Markov Clustering

2019-06-22 16:32发布

问题:

I have two questions to be precise. Firstly, I would like to know if there is an easy way to adapt the Markov Clustering Algorithm so that I can specify in advance, how many clusters I would like to have at the end. If not, which similiar algorithm would you recommend?

And secondly how should be dealt with overlapping clusters in the Markov world?

回答1:

1). There is no easy way to adapt the MCL algorithm (note: its name is 'Markov cluster algorithm' without the 'ing'. Many people verbalise it as in 'doing Markov clustering', which is fine) to output a specified number of clusters. This is in my opinion, for 99.99% of the time a highly desirable feature.

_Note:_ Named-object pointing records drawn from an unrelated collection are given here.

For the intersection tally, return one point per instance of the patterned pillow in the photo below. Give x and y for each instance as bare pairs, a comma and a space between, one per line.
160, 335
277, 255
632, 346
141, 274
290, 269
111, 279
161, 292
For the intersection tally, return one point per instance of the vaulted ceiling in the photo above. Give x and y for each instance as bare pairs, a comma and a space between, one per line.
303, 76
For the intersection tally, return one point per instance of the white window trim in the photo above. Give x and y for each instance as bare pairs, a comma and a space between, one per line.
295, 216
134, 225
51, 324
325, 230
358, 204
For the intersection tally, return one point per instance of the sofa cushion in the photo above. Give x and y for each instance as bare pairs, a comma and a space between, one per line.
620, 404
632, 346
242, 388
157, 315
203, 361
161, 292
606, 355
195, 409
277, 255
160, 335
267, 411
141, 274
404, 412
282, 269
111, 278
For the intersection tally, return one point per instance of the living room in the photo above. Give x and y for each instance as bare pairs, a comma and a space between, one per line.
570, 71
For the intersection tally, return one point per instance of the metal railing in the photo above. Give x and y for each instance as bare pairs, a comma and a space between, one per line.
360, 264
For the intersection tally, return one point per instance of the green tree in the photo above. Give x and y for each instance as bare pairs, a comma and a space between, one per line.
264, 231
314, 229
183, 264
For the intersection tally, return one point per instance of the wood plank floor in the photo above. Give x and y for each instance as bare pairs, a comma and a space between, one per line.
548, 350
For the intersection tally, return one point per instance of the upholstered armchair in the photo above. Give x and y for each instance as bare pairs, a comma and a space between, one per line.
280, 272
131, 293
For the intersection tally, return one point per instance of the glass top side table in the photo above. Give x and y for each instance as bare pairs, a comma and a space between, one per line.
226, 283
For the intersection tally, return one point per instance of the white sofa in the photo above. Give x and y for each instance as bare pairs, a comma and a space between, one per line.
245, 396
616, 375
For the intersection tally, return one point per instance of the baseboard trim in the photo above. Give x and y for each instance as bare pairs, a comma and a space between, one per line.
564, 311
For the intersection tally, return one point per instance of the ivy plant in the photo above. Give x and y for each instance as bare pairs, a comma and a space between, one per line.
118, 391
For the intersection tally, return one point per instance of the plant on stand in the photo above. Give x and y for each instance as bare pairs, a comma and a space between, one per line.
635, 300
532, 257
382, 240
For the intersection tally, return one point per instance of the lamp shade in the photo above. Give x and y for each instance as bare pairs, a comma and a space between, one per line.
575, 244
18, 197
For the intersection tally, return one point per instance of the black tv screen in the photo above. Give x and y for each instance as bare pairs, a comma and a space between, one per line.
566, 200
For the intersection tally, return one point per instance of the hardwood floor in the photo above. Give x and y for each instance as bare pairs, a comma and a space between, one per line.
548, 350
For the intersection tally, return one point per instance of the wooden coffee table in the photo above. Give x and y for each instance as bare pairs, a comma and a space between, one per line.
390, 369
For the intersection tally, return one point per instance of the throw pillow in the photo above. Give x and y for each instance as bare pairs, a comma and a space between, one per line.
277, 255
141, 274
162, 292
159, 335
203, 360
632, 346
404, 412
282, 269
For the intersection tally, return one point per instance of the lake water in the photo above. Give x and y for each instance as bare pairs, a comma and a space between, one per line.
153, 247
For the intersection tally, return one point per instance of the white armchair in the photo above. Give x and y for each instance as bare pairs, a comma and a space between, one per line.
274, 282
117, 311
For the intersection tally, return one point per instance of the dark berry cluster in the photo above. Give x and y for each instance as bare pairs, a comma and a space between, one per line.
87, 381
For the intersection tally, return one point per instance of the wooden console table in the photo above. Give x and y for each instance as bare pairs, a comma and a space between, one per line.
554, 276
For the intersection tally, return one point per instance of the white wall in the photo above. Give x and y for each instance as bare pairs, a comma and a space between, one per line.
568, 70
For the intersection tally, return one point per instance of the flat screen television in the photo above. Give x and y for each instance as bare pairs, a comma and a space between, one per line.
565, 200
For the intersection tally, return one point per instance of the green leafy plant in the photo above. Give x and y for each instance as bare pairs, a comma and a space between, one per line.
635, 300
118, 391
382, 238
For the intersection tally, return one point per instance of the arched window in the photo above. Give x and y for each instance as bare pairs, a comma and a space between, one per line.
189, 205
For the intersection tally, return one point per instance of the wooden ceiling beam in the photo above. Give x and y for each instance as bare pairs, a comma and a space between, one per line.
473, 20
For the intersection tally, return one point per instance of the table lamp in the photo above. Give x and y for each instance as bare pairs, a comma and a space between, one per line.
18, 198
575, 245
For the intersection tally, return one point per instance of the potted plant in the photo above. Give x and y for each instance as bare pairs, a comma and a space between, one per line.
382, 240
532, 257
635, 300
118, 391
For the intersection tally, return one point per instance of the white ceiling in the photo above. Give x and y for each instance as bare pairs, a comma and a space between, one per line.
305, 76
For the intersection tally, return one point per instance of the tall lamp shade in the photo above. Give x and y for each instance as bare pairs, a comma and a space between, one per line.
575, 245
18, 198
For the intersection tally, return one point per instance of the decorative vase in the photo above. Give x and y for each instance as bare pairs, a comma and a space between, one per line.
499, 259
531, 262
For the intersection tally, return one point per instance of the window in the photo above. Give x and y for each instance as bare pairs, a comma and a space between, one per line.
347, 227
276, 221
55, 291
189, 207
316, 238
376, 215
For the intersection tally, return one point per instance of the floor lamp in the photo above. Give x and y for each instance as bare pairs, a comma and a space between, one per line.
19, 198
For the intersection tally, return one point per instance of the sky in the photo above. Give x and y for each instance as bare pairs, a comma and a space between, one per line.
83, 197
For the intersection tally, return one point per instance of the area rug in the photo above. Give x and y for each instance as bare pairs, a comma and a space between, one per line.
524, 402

If I were to do what you want, I would generate 4 or 5 clusterings at different levels of granularity (say setting the MCL inflation parameter to 1.4, 2.0, 3.0, 4.0 and 6.0, but it could be worthwhile to do a few more and pick based on the distribution of cluster sizes), then unify them in a hierarchical clustering (the program 'clm close' can do that). After that one could traverse the tree and try to find an optimal clustering of the desired size. This obviously requires significant effort. I have done something similar but not quite the same in the past.

2). Overlapping clusterings produced by MCL are extremely rare, and always a result of symmetry in the input graph. The standard MCL implementation that most people use (from http://micans.org/mcl/) will remove overlap. This in my opinion is not a concern. Disclaimer: I authored MCL.